Fond du Lac County v. Douglas L. Bethke, 2013AP2297, District 2, 4/30/14 (1-judge; ineligible for publication); case activity

The circuit court did not erroneously exercise its discretion when it excluded evidence of particular crime lab errors that happened years before Bethke’s blood sample was analyzed.

Before Bethke’s OWI trial the County moved to bar evidence that the state lab failed certain proficiency tests in June 2010, some two years before Bethke’s sample was tested, arguing that a corrective action plan was implemented and no problems were found in subsequent audits. Bethke argued the evidence of failed proficiency tests in 2007, 2009, and 2010 should be admitted because it was relevant to the weight that the jury should give to the blood test evidence. (¶7). The circuit court allowed the defense to make, in a “tailored way,” the point that “mistakes do happen, they have happened, and we’re not perfect,” via “general questions” with the expert witness, but precluded questions about the specific reports of particular errors because of the danger of unfair prejudice, confusion of the issues, and undue delay. (¶8).
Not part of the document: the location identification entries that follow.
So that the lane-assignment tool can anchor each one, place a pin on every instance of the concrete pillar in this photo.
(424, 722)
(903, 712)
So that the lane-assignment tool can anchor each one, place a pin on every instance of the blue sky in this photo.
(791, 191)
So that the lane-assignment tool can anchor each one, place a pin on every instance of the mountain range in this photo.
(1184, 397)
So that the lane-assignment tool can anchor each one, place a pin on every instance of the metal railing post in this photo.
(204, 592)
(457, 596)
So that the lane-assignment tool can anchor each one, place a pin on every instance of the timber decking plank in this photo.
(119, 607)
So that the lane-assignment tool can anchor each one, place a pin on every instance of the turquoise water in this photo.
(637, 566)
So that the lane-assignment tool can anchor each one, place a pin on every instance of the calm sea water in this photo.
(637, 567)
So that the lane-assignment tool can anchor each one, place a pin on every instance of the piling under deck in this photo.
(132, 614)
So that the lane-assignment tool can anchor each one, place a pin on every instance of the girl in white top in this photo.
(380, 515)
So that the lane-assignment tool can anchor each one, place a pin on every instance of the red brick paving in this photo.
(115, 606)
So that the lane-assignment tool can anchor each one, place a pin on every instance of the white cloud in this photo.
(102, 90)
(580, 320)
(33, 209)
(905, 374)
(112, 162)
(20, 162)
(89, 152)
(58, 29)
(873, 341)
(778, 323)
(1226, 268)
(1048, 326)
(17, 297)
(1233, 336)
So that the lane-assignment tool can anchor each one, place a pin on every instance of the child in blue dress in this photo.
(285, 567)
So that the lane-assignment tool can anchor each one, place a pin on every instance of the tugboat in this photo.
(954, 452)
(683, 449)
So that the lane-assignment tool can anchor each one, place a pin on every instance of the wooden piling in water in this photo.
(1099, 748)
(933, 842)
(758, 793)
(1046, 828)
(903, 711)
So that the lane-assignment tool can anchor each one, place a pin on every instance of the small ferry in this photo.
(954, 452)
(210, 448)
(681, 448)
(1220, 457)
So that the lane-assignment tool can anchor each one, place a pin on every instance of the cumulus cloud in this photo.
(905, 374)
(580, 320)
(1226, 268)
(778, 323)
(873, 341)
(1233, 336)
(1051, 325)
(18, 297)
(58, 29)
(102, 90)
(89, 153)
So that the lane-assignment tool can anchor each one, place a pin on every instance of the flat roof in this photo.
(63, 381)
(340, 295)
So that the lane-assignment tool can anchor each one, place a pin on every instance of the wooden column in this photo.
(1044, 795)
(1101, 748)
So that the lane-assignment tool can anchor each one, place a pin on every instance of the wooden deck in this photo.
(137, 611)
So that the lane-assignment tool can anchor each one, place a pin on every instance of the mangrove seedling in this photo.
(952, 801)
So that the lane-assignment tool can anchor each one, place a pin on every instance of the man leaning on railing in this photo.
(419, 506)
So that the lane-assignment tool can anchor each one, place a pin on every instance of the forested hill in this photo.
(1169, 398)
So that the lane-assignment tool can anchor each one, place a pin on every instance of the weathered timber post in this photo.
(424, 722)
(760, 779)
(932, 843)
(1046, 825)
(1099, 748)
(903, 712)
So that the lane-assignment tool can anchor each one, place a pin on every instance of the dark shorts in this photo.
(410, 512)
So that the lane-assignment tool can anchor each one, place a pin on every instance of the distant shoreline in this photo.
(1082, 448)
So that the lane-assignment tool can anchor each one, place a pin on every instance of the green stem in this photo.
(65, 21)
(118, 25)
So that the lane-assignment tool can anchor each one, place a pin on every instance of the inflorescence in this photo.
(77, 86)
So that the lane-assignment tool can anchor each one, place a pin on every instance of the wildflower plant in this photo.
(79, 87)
The court of appeals affirms:

14      …. The record provides no basis for finding any error in the exercise of discretion as to whether to allow questions or evidence of specific incidents of failed proficiency tests at the state lab in 2010, 2009, and 2007. The circuit court had an opportunity to examine the error reports and the corrective action reports, heard argument from both sides, and concluded that allowing the evidence or questions about these particular past mistakes (the most recent of which was two and a half years old at the time of Bethke’s testing) posed too great a risk of confusing or unfairly prejudicing the jury. That was a logical conclusion. There was no error in ruling that the years-old lab errors were off limits, and Bethke was free to challenge the reliability of the blood draw via other lines of questioning.

The court also concludes the state proved Bethke’s blood was drawn by a person authorized under § 343.305(5)(b). The arresting officer testified he took Bethke to the place in the hospital for “legal blood draws” and called the number for requesting blood draws, and in response the hospital sent a “laboratory technician” who drew the blood and completed the required paperwork. It is reasonable to infer from these facts that the laboratory technician who performed the test was “a medical technologist,” so there was no need for testimony from the laboratory technician himself to confirm that fact. (¶¶11-13).

Appellate practice pointer: The court says Bethke’s brief doesn’t comply with Rule 809.19(1)(d), which requires a brief to provide citations to the record. “Bethke’s references were to his own appendix, without any indication in the appendix itself nor in his citations as to how the documents copied into his appendix correspond to the way the circuit court numbered the documents in the record on appeal.  … Bethke and other litigants must be aware that it is not an acceptable practice:  the creation of an appendix is also required, see Rule 809.19(2), but ‘appropriate references to the record’ means references that use the same document and page numbers established by the circuit court when it assembles the record on appeal.” (¶3 n.2).